Joe Baker, right, sings with The Welders as Doug Fiely looks on.

Doug Fiely, an artist who also makes an annual appearance as a painter in the Black Swamp Arts Festival’s juried art show, fronts the band. He growls out tunes and commentary and lays down bass lines.

The days when the band would haul a chainsaw on stage are long passed, but the scars from those days are still evident on the stage’s railing, just part of the club’s lore.

Take a time machine and go back 40 or more years, and many of the same people would be on the stage, and many of the same folks would be in the audience. As the night wore on, people young enough to be the grandchildren of those on stage infiltrated the audience with no lessening of the level of enthusiasm.
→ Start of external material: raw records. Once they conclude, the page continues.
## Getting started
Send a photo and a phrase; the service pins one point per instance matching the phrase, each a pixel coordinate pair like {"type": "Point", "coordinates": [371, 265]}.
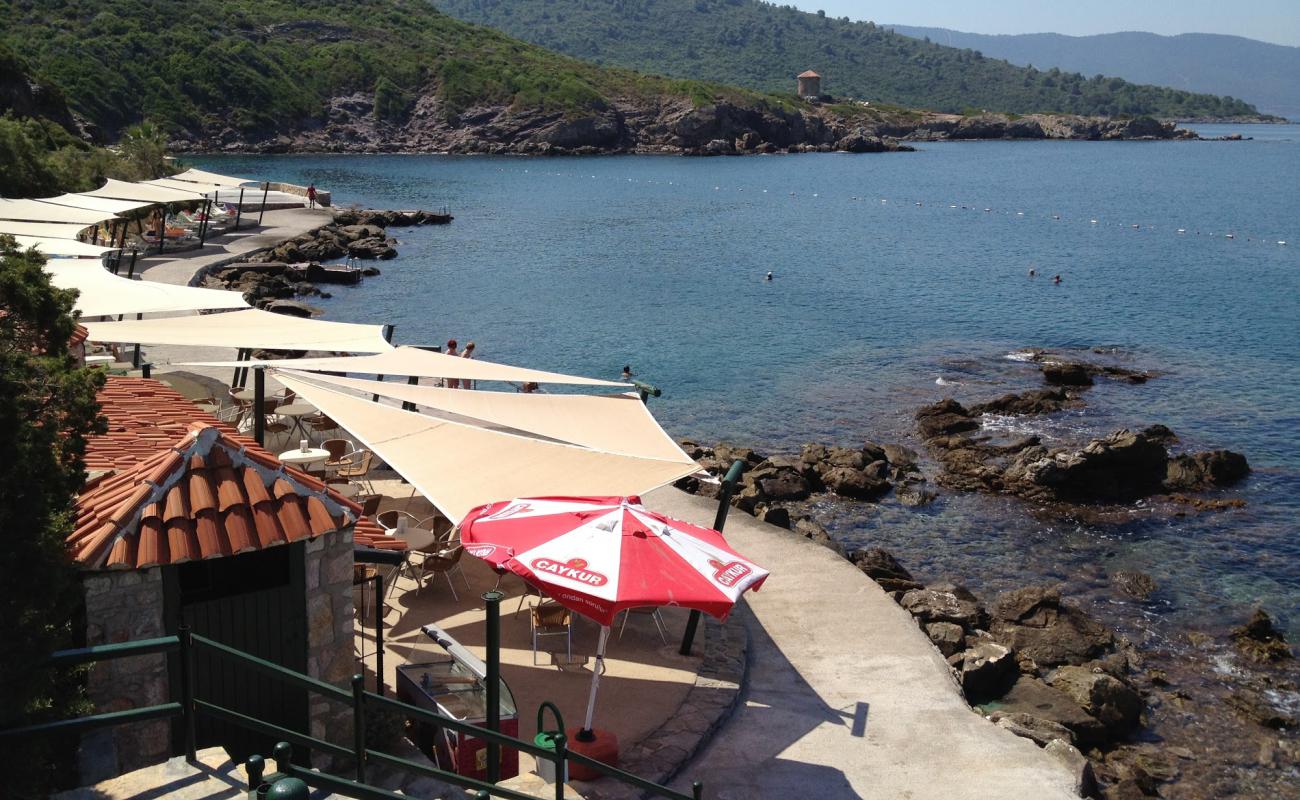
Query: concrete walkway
{"type": "Point", "coordinates": [845, 695]}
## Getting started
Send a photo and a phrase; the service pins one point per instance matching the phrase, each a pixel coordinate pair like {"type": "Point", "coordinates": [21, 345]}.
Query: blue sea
{"type": "Point", "coordinates": [898, 279]}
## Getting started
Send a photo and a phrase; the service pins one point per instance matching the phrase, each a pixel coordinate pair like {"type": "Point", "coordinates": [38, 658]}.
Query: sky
{"type": "Point", "coordinates": [1275, 21]}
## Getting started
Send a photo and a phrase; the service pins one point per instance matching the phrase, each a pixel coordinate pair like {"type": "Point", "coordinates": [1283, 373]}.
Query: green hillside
{"type": "Point", "coordinates": [267, 65]}
{"type": "Point", "coordinates": [762, 46]}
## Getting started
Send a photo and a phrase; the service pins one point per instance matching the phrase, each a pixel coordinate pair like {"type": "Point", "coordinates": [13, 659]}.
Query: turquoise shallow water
{"type": "Point", "coordinates": [892, 273]}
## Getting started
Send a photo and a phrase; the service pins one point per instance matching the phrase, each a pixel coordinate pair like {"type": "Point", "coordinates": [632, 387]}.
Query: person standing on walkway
{"type": "Point", "coordinates": [453, 383]}
{"type": "Point", "coordinates": [468, 353]}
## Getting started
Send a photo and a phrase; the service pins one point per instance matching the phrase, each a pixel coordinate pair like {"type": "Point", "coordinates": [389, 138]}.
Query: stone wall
{"type": "Point", "coordinates": [329, 631]}
{"type": "Point", "coordinates": [124, 606]}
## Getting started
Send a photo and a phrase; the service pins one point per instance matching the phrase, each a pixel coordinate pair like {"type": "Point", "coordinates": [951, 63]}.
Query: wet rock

Joining Fiely on stage this year were: Joe Baker, vocals and rhythm guitar; Gus Sonnenberg, organ and electric piano; Michael Peslikis, electric piano; Tim Stubbs, drums; Bob Manley, alto saxophone and flute; and Robbie Evans on lead guitar. They had the experience and skills to pull off such a loose-jointed show that gave the appearance of being ready to head off the rails while actually staying true to its course.

The audience sang along at the club as well, answering the call of “Day-O” and robustly chiming in on “Hit the Road, Jack.”

Bob Manley blows a saxophone solo with Michael Peslikis and Gus Sonnenberg on the keyboards.

Aside from a handful of listeners who made their way from Grounds to Howard’s, Bob Dylan was in that thin slice of the Venn diagram where the two shows overlapped. At Grounds they sang an earnest “Blowin’ in the Wind” the lyrics still relevant. At Howard’s they covered the surreal “All Along the Watchtower” with Evans playing scorching guitar that paid tribute to Jimi Hendrix and Manley delivering a flute solo that harkened back to his early days as an acolyte of Ian Anderson of Jethro Tull.

The other common denominator was the spirit of people sharing music together.

Outside the stretch of Main Street between the venues was eerily quiet for a Friday night nearing midnight. The college students were off on spring break. The kids didn’t know what they were missing.

 

Doug Fiely

 

Tim Stubbs on drums

 

The Welders. from left, Doug Fiely, Joe Baker, and Robbie Evans.